Engineers at Washington University in St. Louis have determined the importance of mixing in large anaerobic digesters that produce biogas.
Muthana al-Dahhan, Ph.D., Washington University professor of energy, environmental and chemical engineering, and his doctoral students Khursheed Karim, Rajnesh Varma, Mehuld Vesvikar and Rebecca Hoffman have determined that mixing is the most crucial step in the success of large, commercial anaerobic digesters that can react 1,500 gallons of manure. In addition to graduate students, numerous undergraduates have contributed to the research.
Al-Dahhan received a $2.2 million grant from the US Department of Energy in 2001 to research anaerobic digestion. There were then, as now, 100 anaerobic digesters in operation in the United States, but a high percentage—76%—regularly failed.
Al-Dahhan and his colleagues at Washington University, Oak Ridge National Laboratory and the Iowa Energy Center based in Ames, Iowa, studied the configuration, design, hydrodynamics and mixing parameters of reactors, first on a laboratory scale, in reactors that held less than four liters of manure. They then went to Oak Ridge Laboratory to a pilot plant and tested a reactor that held 100 liters.

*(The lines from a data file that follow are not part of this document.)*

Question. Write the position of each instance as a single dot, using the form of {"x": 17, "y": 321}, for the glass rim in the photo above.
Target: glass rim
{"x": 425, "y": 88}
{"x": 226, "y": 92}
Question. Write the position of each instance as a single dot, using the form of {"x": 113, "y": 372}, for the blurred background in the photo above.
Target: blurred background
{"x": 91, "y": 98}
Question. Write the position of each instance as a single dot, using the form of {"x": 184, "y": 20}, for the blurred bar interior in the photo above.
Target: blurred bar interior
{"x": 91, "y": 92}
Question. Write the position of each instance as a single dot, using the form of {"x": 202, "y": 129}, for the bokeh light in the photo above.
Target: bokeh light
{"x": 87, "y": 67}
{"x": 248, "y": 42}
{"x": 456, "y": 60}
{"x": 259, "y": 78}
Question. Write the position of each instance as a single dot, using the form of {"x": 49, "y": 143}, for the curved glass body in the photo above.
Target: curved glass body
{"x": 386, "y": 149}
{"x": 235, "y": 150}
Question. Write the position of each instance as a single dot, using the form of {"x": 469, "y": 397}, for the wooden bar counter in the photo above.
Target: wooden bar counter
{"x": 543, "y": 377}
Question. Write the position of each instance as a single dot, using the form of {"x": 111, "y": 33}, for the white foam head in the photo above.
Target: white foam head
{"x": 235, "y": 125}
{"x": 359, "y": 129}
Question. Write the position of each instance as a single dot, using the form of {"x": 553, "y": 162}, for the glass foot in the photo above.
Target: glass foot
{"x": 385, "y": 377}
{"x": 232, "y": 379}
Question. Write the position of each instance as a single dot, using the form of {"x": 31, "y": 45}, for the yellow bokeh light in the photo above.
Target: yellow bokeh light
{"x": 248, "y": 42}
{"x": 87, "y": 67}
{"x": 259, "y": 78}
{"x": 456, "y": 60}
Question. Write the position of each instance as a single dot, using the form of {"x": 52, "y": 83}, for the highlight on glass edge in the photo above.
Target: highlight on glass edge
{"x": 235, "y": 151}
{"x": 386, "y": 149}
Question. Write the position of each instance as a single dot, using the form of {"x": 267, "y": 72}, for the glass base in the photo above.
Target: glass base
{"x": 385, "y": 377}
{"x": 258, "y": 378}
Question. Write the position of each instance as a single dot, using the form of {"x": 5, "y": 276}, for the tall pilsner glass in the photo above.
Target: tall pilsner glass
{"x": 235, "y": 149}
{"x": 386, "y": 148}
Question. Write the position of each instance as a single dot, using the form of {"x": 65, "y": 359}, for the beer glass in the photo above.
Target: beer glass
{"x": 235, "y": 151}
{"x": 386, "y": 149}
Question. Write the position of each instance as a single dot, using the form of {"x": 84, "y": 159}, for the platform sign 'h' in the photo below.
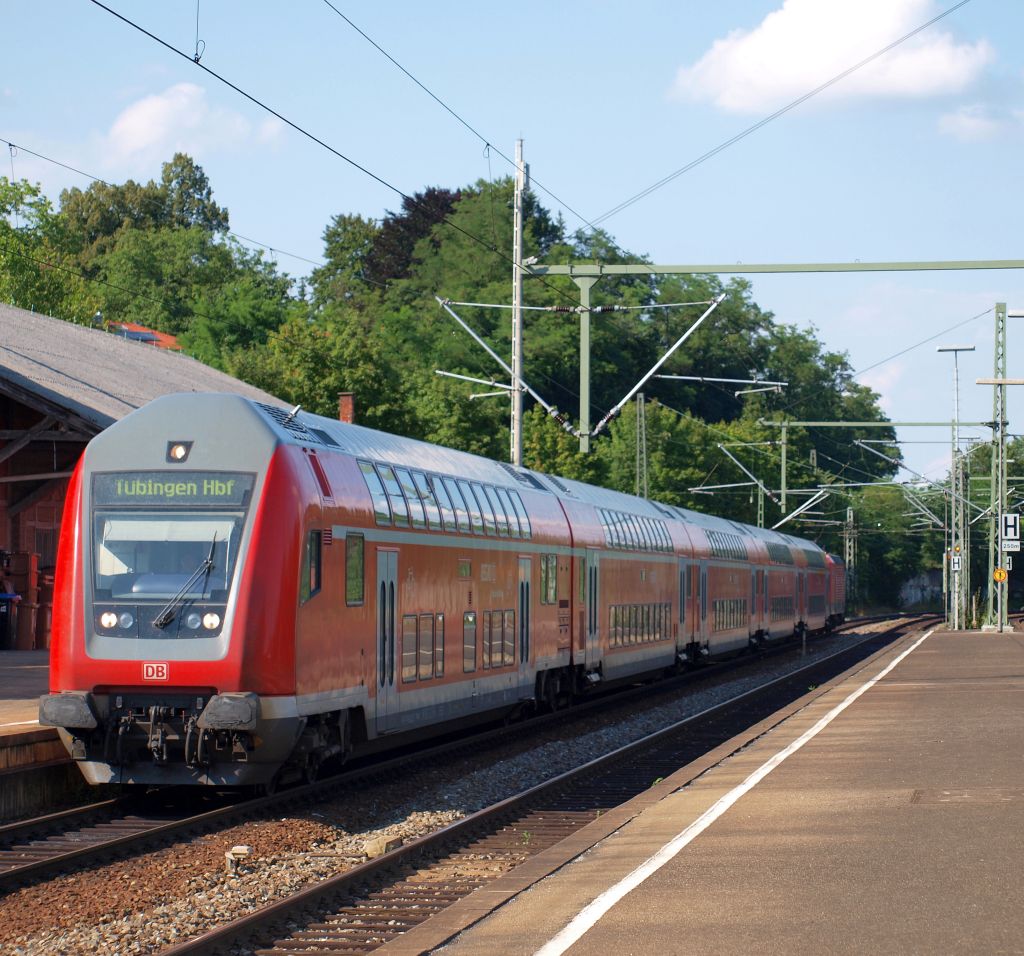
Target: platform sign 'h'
{"x": 1011, "y": 527}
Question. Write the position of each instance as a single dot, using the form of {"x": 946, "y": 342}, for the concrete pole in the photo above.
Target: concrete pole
{"x": 586, "y": 283}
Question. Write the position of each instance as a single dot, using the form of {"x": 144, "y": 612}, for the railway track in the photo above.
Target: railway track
{"x": 375, "y": 903}
{"x": 91, "y": 835}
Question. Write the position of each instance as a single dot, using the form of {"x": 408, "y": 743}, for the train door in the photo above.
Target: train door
{"x": 524, "y": 619}
{"x": 684, "y": 623}
{"x": 702, "y": 631}
{"x": 387, "y": 693}
{"x": 593, "y": 652}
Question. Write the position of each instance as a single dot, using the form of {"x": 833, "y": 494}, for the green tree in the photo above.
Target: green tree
{"x": 36, "y": 272}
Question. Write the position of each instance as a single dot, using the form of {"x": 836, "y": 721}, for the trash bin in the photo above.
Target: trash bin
{"x": 8, "y": 629}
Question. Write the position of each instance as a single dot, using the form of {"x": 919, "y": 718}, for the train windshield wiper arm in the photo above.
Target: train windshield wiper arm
{"x": 167, "y": 613}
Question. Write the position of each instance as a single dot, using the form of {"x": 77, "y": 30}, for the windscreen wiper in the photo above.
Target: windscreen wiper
{"x": 167, "y": 613}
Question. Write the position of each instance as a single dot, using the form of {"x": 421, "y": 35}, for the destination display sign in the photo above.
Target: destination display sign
{"x": 172, "y": 487}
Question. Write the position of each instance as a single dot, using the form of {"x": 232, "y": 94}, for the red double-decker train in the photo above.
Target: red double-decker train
{"x": 242, "y": 591}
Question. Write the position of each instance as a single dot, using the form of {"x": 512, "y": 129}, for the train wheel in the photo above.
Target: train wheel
{"x": 310, "y": 772}
{"x": 267, "y": 788}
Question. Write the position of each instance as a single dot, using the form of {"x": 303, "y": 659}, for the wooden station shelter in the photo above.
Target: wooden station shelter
{"x": 59, "y": 385}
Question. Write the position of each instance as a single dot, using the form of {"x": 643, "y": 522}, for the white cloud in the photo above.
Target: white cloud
{"x": 807, "y": 42}
{"x": 972, "y": 124}
{"x": 270, "y": 131}
{"x": 180, "y": 119}
{"x": 885, "y": 380}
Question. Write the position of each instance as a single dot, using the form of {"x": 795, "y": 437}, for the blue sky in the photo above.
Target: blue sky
{"x": 915, "y": 157}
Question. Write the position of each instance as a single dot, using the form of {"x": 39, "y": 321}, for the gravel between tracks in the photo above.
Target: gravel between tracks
{"x": 165, "y": 897}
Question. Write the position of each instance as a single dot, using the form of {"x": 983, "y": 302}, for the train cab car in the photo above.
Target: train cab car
{"x": 245, "y": 591}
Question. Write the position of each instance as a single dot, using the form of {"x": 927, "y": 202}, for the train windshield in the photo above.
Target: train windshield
{"x": 157, "y": 535}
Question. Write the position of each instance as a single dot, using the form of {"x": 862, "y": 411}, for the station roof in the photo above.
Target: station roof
{"x": 90, "y": 379}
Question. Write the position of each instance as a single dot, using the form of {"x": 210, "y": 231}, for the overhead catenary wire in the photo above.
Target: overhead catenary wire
{"x": 643, "y": 193}
{"x": 488, "y": 145}
{"x": 152, "y": 201}
{"x": 489, "y": 247}
{"x": 579, "y": 308}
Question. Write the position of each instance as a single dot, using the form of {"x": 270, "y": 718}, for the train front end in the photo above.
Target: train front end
{"x": 171, "y": 661}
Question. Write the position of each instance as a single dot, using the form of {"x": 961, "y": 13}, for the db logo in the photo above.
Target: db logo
{"x": 154, "y": 670}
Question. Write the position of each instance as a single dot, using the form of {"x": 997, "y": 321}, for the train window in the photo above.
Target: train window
{"x": 508, "y": 639}
{"x": 443, "y": 503}
{"x": 487, "y": 637}
{"x": 489, "y": 526}
{"x": 472, "y": 505}
{"x": 382, "y": 510}
{"x": 682, "y": 597}
{"x": 469, "y": 642}
{"x": 412, "y": 496}
{"x": 426, "y": 647}
{"x": 311, "y": 564}
{"x": 520, "y": 510}
{"x": 513, "y": 518}
{"x": 429, "y": 502}
{"x": 549, "y": 578}
{"x": 399, "y": 509}
{"x": 354, "y": 570}
{"x": 501, "y": 519}
{"x": 460, "y": 506}
{"x": 409, "y": 629}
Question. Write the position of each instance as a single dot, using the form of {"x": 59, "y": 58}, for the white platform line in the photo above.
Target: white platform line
{"x": 591, "y": 913}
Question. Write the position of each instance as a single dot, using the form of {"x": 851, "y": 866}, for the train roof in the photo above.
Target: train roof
{"x": 306, "y": 428}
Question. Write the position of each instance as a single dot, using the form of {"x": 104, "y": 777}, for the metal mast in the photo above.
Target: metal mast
{"x": 520, "y": 188}
{"x": 958, "y": 557}
{"x": 641, "y": 447}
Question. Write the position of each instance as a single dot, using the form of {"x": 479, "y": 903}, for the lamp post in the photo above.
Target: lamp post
{"x": 960, "y": 562}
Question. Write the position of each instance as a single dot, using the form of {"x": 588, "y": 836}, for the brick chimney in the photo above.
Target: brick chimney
{"x": 346, "y": 406}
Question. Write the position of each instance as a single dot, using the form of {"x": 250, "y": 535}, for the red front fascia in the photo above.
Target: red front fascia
{"x": 261, "y": 650}
{"x": 69, "y": 603}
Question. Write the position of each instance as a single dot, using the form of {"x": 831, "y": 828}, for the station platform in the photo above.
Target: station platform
{"x": 35, "y": 770}
{"x": 882, "y": 813}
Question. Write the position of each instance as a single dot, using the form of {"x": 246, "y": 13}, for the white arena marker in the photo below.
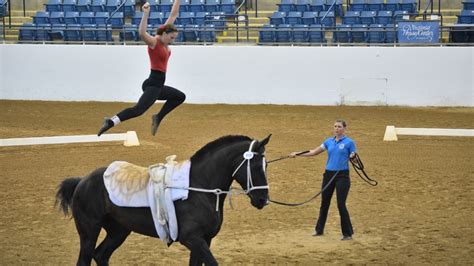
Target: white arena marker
{"x": 391, "y": 132}
{"x": 129, "y": 139}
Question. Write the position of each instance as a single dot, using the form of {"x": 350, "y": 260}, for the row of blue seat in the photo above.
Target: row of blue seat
{"x": 351, "y": 17}
{"x": 466, "y": 16}
{"x": 375, "y": 33}
{"x": 356, "y": 5}
{"x": 128, "y": 7}
{"x": 93, "y": 32}
{"x": 117, "y": 19}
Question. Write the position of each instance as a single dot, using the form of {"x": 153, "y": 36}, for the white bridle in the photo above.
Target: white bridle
{"x": 248, "y": 156}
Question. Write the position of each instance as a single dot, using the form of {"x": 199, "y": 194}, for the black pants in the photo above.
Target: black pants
{"x": 341, "y": 184}
{"x": 154, "y": 89}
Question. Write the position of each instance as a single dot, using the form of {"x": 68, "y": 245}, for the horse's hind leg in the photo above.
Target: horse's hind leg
{"x": 116, "y": 235}
{"x": 88, "y": 234}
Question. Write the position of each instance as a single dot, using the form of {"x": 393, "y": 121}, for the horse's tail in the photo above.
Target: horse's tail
{"x": 65, "y": 193}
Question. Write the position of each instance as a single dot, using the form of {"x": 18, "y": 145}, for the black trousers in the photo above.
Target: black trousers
{"x": 154, "y": 88}
{"x": 341, "y": 184}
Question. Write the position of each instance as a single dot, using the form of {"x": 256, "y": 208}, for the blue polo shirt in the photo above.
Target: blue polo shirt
{"x": 338, "y": 153}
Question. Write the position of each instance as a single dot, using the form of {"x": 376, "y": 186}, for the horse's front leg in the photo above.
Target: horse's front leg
{"x": 200, "y": 251}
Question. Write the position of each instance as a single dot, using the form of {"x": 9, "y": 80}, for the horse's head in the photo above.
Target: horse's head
{"x": 251, "y": 173}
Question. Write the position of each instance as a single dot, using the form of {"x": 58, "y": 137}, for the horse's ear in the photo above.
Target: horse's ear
{"x": 265, "y": 141}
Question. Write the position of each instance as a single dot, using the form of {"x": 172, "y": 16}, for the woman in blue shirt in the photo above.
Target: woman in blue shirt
{"x": 340, "y": 149}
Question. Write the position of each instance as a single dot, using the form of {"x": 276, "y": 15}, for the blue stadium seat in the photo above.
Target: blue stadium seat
{"x": 391, "y": 33}
{"x": 228, "y": 6}
{"x": 309, "y": 18}
{"x": 83, "y": 5}
{"x": 180, "y": 37}
{"x": 97, "y": 6}
{"x": 327, "y": 19}
{"x": 165, "y": 5}
{"x": 56, "y": 17}
{"x": 112, "y": 5}
{"x": 155, "y": 18}
{"x": 71, "y": 17}
{"x": 358, "y": 5}
{"x": 184, "y": 5}
{"x": 186, "y": 18}
{"x": 68, "y": 5}
{"x": 466, "y": 17}
{"x": 300, "y": 33}
{"x": 213, "y": 6}
{"x": 201, "y": 17}
{"x": 401, "y": 15}
{"x": 384, "y": 17}
{"x": 375, "y": 5}
{"x": 351, "y": 17}
{"x": 392, "y": 5}
{"x": 138, "y": 17}
{"x": 301, "y": 5}
{"x": 89, "y": 32}
{"x": 86, "y": 18}
{"x": 27, "y": 32}
{"x": 278, "y": 18}
{"x": 100, "y": 18}
{"x": 3, "y": 8}
{"x": 207, "y": 33}
{"x": 408, "y": 5}
{"x": 196, "y": 5}
{"x": 42, "y": 32}
{"x": 117, "y": 20}
{"x": 316, "y": 34}
{"x": 104, "y": 33}
{"x": 53, "y": 5}
{"x": 283, "y": 33}
{"x": 41, "y": 17}
{"x": 129, "y": 33}
{"x": 73, "y": 33}
{"x": 293, "y": 18}
{"x": 317, "y": 5}
{"x": 376, "y": 33}
{"x": 368, "y": 17}
{"x": 337, "y": 6}
{"x": 57, "y": 32}
{"x": 359, "y": 33}
{"x": 190, "y": 33}
{"x": 285, "y": 6}
{"x": 154, "y": 6}
{"x": 342, "y": 33}
{"x": 468, "y": 4}
{"x": 218, "y": 20}
{"x": 129, "y": 8}
{"x": 267, "y": 33}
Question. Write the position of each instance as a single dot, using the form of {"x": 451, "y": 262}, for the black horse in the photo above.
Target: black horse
{"x": 214, "y": 166}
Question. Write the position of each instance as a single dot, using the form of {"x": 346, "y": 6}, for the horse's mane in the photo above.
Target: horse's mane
{"x": 226, "y": 140}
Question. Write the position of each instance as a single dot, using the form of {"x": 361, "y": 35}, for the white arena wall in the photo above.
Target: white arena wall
{"x": 409, "y": 76}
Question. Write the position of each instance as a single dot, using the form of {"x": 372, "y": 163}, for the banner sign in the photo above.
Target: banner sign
{"x": 418, "y": 32}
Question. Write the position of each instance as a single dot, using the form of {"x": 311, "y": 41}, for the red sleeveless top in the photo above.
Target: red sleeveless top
{"x": 159, "y": 57}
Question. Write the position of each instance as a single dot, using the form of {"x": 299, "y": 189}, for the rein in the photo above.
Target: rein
{"x": 306, "y": 201}
{"x": 358, "y": 165}
{"x": 248, "y": 155}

As size increased, we found mixing plays a very important role in successful operations. Intensity of mixing also is important. We found that if intensity of mixing is reduced, failure often is a consequence.—Muthana al-Dahhan
Anaerobic digestion of manure is opaque. To understand the hydrodynamics of anaerobic digestion al-Dahhan and colleague used a multiple-particle, computer-automated radioactive particle tracking system, computational fluid dynamics and gamma ray computed tomography to see where and under what conditions biochemical stagnant or dead zones occurred. They also analyzed mixing systems, hydrodynamics, shear effect and reactor configuration.